Türkiye'nin buğday konusunda sıkıntı çektiğini ve İngiltere'den gelen yüz bin tonluk hububat yardımının da bu sıkıntıyı gidermeğe yetmediğini vurgulamıştı. Sıkıntının üstesinden gelebilmek için gayet sert ve sıkı denetim tedbirleri alınmasına karşın ülkede ekmek sıkıntısının çözülemediğini de itiraf etmişti. Türkiye'nin iki yüz elli bin tonluk buğday açığının olduğunu ifade eden Saraçoğlu; bu açığın kapanması için Hükûmetin ilk olarak üretimi artırmak, ikinci olarak tüketimi azaltmak, üçüncü olarak dışarıdan buğday ithâl etmek zorunda olduğunu hatırlatmıştı. Başbakan; bu konuda ABD'nin kırk beş gün içerisinde on beş bin ton buğday teslim etme sözü verdiğini, Türkiye’nin nakil vasıtalarını temin etmesi durumunda ABD’nin istenilen miktardaki buğdayı hemen göndereceğini anlatmıştı.

Şükrü Saraçoğlu, Türkiye'nin arpa ve yulaf açığının da kısmen ithalat yoluyla kapatılmaya çalışıldığını, ordu hayvanlarının yem ihtiyaçlarının önemli bir kısmının pancar ve pamuk çekirdeği küspelerinden karşılandığını söylemişti. Fasulye, nohut, mercimek, pirinç ve benzeri gıda maddeleri üzerindeki kısıtlamaların da kaldırıldığını; memleketin mühim miktarda zeytinyağı stoku bulunduğunu, yağ fiyatlarının doğal olmayan seviyelere çıkmasını engelleyeceklerini belirtmişti.

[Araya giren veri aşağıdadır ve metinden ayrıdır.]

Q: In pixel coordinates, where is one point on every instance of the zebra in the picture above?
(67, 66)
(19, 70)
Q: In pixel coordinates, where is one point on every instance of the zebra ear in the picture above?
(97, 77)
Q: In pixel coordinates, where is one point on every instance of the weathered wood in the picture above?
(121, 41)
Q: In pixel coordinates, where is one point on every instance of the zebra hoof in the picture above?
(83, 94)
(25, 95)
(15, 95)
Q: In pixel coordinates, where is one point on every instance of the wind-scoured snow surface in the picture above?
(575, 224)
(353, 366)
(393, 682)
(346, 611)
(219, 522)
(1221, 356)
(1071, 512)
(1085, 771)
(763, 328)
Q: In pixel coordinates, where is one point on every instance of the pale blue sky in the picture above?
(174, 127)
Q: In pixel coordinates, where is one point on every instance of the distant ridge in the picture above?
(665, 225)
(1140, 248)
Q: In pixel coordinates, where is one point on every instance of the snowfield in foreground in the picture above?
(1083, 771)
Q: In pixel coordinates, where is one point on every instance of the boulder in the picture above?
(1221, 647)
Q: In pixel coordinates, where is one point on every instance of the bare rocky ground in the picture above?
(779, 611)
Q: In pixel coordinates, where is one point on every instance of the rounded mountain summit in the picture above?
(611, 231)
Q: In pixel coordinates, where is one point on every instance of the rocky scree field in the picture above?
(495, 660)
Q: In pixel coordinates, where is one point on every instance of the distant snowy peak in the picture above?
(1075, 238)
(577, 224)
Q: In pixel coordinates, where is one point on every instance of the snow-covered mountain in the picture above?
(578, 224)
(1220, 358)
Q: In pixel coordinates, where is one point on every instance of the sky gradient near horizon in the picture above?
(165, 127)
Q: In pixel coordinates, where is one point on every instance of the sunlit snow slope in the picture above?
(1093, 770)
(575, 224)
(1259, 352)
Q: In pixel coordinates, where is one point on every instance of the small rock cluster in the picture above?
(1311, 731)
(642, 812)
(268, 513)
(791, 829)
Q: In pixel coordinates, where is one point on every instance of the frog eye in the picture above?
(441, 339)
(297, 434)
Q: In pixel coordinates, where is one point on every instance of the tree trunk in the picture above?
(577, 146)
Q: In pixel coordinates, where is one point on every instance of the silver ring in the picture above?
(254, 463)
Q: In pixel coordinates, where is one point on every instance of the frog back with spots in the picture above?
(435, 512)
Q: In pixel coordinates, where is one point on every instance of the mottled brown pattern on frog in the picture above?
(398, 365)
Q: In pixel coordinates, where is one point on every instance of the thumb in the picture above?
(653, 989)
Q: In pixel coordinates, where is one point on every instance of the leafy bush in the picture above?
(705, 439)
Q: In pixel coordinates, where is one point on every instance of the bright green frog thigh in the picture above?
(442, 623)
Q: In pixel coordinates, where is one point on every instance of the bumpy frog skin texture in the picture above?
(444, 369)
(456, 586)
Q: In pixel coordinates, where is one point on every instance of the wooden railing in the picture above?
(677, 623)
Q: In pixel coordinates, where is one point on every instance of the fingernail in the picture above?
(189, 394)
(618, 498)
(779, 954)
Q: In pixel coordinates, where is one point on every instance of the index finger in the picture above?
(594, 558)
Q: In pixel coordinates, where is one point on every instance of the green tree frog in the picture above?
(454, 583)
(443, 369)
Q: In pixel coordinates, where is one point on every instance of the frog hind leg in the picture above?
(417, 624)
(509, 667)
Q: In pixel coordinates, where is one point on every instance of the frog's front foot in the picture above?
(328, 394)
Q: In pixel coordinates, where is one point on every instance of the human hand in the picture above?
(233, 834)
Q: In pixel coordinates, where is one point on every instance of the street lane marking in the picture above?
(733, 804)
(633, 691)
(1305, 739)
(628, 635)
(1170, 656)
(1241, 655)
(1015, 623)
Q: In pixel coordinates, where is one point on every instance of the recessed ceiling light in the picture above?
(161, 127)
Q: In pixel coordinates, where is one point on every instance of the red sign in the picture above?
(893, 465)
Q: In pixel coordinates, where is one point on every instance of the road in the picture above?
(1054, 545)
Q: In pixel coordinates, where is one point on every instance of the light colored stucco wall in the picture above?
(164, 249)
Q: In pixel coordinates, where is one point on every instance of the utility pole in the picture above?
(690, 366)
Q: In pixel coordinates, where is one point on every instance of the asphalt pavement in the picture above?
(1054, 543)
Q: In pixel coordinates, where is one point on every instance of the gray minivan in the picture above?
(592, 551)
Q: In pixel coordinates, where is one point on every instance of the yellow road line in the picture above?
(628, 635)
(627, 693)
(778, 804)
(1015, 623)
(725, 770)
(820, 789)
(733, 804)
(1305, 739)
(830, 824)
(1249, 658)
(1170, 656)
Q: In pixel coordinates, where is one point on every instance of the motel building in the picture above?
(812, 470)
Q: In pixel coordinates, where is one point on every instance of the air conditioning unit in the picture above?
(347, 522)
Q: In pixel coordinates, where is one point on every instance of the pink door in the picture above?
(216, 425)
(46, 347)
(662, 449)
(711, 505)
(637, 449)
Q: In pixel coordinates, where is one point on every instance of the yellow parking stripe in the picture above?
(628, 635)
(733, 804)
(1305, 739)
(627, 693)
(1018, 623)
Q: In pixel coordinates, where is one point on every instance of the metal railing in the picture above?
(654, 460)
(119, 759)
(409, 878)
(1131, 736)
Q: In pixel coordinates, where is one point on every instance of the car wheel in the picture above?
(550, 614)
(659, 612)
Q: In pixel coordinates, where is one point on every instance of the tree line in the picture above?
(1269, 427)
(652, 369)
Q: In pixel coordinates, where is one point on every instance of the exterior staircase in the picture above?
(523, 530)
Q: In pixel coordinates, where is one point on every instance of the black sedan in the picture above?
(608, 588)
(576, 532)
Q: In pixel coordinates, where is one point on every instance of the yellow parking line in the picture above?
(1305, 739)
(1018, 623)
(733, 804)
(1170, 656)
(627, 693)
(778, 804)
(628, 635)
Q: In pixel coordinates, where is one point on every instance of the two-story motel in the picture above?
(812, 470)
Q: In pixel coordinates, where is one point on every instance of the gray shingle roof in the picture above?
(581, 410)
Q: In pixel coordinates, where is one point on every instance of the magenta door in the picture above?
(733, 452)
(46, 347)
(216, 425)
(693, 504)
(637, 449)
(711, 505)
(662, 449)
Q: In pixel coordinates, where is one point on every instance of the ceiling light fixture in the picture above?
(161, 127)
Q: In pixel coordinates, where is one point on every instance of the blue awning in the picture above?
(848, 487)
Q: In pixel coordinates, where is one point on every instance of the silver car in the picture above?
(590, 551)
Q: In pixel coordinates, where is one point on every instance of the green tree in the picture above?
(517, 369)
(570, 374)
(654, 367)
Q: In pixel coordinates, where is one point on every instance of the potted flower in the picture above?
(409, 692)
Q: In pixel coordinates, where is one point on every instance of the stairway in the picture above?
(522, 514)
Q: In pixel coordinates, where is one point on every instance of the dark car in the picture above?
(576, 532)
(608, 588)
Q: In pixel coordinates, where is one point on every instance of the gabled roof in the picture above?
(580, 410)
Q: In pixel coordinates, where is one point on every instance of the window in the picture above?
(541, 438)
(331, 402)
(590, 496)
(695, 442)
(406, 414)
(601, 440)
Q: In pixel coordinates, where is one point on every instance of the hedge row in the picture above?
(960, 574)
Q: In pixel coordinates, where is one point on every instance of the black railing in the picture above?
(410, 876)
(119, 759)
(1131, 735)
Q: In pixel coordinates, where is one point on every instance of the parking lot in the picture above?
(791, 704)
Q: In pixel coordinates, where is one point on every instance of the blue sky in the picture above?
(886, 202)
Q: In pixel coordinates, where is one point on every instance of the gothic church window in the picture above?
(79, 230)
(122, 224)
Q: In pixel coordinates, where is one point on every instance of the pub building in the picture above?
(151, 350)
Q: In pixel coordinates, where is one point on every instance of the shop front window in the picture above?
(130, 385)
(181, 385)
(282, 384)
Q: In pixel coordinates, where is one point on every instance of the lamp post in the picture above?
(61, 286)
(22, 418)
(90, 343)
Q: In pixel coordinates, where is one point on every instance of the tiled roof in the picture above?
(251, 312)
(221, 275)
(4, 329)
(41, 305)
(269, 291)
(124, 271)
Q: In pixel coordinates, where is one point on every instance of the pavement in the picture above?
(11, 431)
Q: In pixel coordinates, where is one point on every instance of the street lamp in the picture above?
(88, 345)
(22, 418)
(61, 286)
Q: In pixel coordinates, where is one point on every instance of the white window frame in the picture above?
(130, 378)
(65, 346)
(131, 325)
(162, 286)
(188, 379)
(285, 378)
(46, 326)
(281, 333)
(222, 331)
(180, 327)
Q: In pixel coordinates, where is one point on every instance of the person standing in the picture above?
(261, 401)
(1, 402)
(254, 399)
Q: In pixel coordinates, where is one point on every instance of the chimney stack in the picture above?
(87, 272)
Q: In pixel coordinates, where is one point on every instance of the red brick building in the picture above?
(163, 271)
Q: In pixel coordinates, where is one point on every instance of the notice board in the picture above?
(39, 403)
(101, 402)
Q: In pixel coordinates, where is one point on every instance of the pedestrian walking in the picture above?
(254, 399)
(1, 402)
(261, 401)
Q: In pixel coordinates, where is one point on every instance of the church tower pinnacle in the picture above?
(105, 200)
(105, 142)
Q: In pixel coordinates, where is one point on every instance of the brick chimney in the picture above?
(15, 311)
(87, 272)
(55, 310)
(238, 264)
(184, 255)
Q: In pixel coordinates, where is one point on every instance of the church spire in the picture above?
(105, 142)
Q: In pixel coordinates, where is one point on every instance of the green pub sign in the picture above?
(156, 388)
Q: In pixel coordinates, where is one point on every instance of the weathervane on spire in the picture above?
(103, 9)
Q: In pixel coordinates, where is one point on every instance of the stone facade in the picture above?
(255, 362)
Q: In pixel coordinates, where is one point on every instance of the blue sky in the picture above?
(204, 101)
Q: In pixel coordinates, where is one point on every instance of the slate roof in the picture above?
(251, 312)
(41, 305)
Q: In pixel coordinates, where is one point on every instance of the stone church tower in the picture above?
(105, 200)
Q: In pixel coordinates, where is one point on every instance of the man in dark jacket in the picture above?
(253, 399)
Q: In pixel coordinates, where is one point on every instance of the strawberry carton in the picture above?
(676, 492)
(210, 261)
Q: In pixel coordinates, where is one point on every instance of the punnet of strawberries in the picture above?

Başbakan, pamuklu ve yünlü üretiminde ise memlekette yeterli miktarda yün ve pamuk bulunduğunu, azalan ihraç gücünün bu ürünler yoluyla artırılabileceğini açıklamıştı. Memlekette bulunan mevcut fabrikaların yünlü kumaş ihtiyacının % 80’ini, pamuklu ihtiyacının da % 60’ını temin ettiğini anlatan Saraçoğlu, kısa vadede yeni bir pamuklu fabrikasının daha açılacağını; bundan sonra fabrikaların 24 saat üretim yapması için üç vardiya halinde çalışacağını söylemişti.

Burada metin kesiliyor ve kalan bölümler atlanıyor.